As a machine learning engineer, it’s fun to know the history of machine learning. It starts from perceptron and the challenge of XOR. ReLU appears, and CNN, and RNN. This is the “historical” story. Machine learning is applied to most of industries. If I segment use-cases of ML, then image(video) processing, tabular data prediction, and natural language processing are representative. Especially, the last three years have been the age of NLP. GPT-3 and Dall-E2 are great enough to suppress the voice of “AI-bubble”. Some may think Dall-E2 is the image generation, but it contains the understanding and matching of the vector of NLP to latent space vectors (z_n).

Age of RNN, LSTM is over. Transformer takes it.

Transformer training is in general more stable compared to the LSTM, although it also seems to overfit more, and thus show more problem with generalization.

Its advantage over RNN/LSTM is that, it avoids recursion by processing sentences as a whole and by learning relationships between words thanks to “multi thead attention mechanism” and “positional encoding”.
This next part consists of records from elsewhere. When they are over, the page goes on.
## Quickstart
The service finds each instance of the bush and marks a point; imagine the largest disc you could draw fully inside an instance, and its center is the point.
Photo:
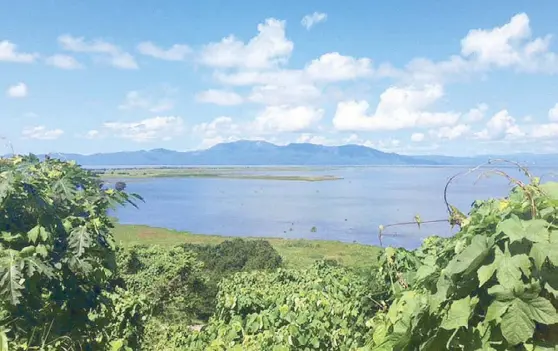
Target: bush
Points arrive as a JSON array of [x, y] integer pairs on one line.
[[322, 308], [227, 258], [493, 286], [171, 279], [56, 253]]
Core concpets from transformer

  1. Attention An attention function can be described as mappling a query and a set of key-value pairs to an output where the query, keys, values, and output are all vectors. The output is computed as a weighted sum of the values, where the weight assigned to each value is computed by a compatibility function of the query with the corresponding key.
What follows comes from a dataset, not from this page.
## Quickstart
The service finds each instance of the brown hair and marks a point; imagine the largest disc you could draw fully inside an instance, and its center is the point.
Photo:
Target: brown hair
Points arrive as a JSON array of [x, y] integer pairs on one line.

1-1. Multi-head attention Instead of performing a single attention function with keys, values and queries, linearly projecting them and computing them in parallel. Multi-head attention allows the model to jointly attend to information from different representaion subspaces at different positions.
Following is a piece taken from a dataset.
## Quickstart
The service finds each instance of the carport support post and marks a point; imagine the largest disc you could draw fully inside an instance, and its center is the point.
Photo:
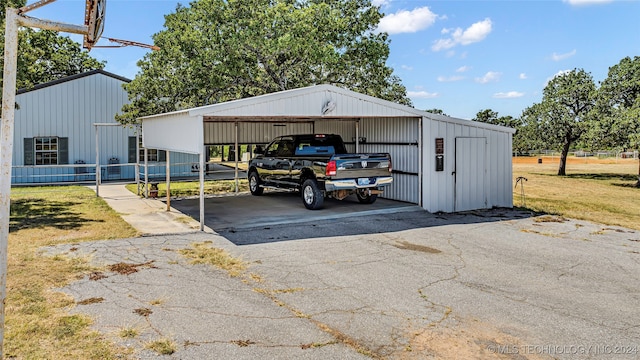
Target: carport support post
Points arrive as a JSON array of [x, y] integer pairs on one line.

  1. Positional encodig Since transformer model contains no recurrences and no convolution, in order for the model to make use of the order of the sequence, we must inject some information about the relative or absolute position of the tokens in the sequence. So, “positional encodings” are added to the input embeddings at the bottoms of the encoder and decoder stacks. In the original paper, sine and cosine functions of different frequencies are used. The trigonometric periodic functions are employed because the model can learn to attend by relative positions.